Administrative Locking

[G-Ambatte]

Checklist:

• Modify getBrew so a locked brew will return an error - PR Add administrative brew locking function #3327
• Modify EditPage so a locked brew will pop a notification - PR Add blocking notification to EditPage #3382
• Create API route to add/update/remove lock object on brew stub - PR Add lock routes #3421
• Create Admin UI page(s) to manage locks - included in PR Add lock routes #3421

---

Your idea:

On occasion, the administrators of the Homebrewery website will need to lock a brew down, so that it cannot be accessed by anyone - not even the authors. Specifically, I am thinking of legal action, such as a DMCA takedown request.

My suggestion is that we create the ability to add a new property to the document's stub in the local Homebrewery database, lock or something similar.

lock: {
  active: true,
  code: 451,
  message: 'This brew has been locked due to DMCA Takedown Request. Please contact the Administrators to resolve this activity.'
}

During the getBrew process, if the lock property exists and lock.active is true, an error should be thrown of type lock.code with an error message of lock.message.

Mock up of final error page:

I would also expect that a lock page would need to be added to the Admin pages, to allow administrators to apply and remove such locks without needing to access the database directly.

[ericscheid]

Would the author still have access to the /edit/:id resource?

What if the locked brew is currently being used as a theme source?

[G-Ambatte]

As I currently envisage it, the locking would occur during the getBrew function, which would prevent access via any method - share, edit, source, download, and presumably also as a theme source.
Theoretically, locking the brew down from any possible method of access should bring the locked status to the authors' attention quickly. In the example of a DMCA takedown request, we would absolutely not want to have the offending material being served to other documents via a shared theme source.

[ericscheid]

Being unable to edit the locked document would make it difficult for the author to fix things.

[5e-Cleric]

Being unable to edit the locked document would make it difficult for the author to fix things.

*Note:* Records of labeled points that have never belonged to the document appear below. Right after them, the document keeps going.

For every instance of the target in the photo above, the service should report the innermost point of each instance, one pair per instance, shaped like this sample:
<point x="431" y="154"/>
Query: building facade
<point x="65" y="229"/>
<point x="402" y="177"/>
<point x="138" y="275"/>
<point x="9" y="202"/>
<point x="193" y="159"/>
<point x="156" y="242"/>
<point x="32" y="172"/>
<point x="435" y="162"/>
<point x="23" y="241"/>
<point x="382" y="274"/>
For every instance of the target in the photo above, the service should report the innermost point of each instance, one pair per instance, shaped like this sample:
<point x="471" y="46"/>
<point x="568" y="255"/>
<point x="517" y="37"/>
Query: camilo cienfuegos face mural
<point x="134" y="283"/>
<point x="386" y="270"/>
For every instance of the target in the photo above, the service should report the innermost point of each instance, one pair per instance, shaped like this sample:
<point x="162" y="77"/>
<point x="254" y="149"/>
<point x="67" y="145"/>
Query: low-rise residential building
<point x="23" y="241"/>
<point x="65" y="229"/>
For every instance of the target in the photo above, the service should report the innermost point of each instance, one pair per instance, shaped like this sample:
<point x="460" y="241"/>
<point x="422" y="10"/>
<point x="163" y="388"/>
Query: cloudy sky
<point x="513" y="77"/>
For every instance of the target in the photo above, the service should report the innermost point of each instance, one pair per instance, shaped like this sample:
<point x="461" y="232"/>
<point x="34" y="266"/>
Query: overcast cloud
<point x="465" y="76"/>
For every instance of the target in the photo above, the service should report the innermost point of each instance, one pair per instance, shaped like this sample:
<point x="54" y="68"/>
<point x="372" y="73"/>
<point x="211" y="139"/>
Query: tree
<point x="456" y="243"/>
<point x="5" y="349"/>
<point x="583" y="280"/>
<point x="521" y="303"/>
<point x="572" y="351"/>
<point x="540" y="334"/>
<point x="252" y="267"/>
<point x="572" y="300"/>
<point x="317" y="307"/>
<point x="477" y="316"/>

Hence why there will be a call to message the administrators... although if someone doesn't have discord or reddit this could get weird

Do you think there is worth in creating another gitter room to use as modmail? or simply redirect them to reddit and force them to make an account?

[ericscheid]

Being unable to edit the locked document would make it difficult for the author to fix things.

Hence why there will be a call to message the administrators

They will still be unable to make changes, unless the lock is first removed by administrators, necessitating some possibly tricky time coordination (considering timezones etc).

Would perhaps be better then that the editor UI pops an alert, with instructions to the author on how to contact the mods for more information (but still allow editing)

[calculuschild]

I think this should block everything except the Edit page, with a popup there as @ericscheid suggests. Don't add any barriers that would make it hard for users to fix their problem. Feels way too Kafkaesque.

[5e-Cleric]

Mockup for the UI

[G-Ambatte]

As it currently stands, the lock function needs to have options to apply a code, public and private messages.

[5e-Cleric]

As per right now, via #3421 locking works, only with share ID, as intended.

Review is yet to be implemented, and notification in edit page is done in #3382.

I suggest lock state shows up in admin brew lookup function, just to be safe.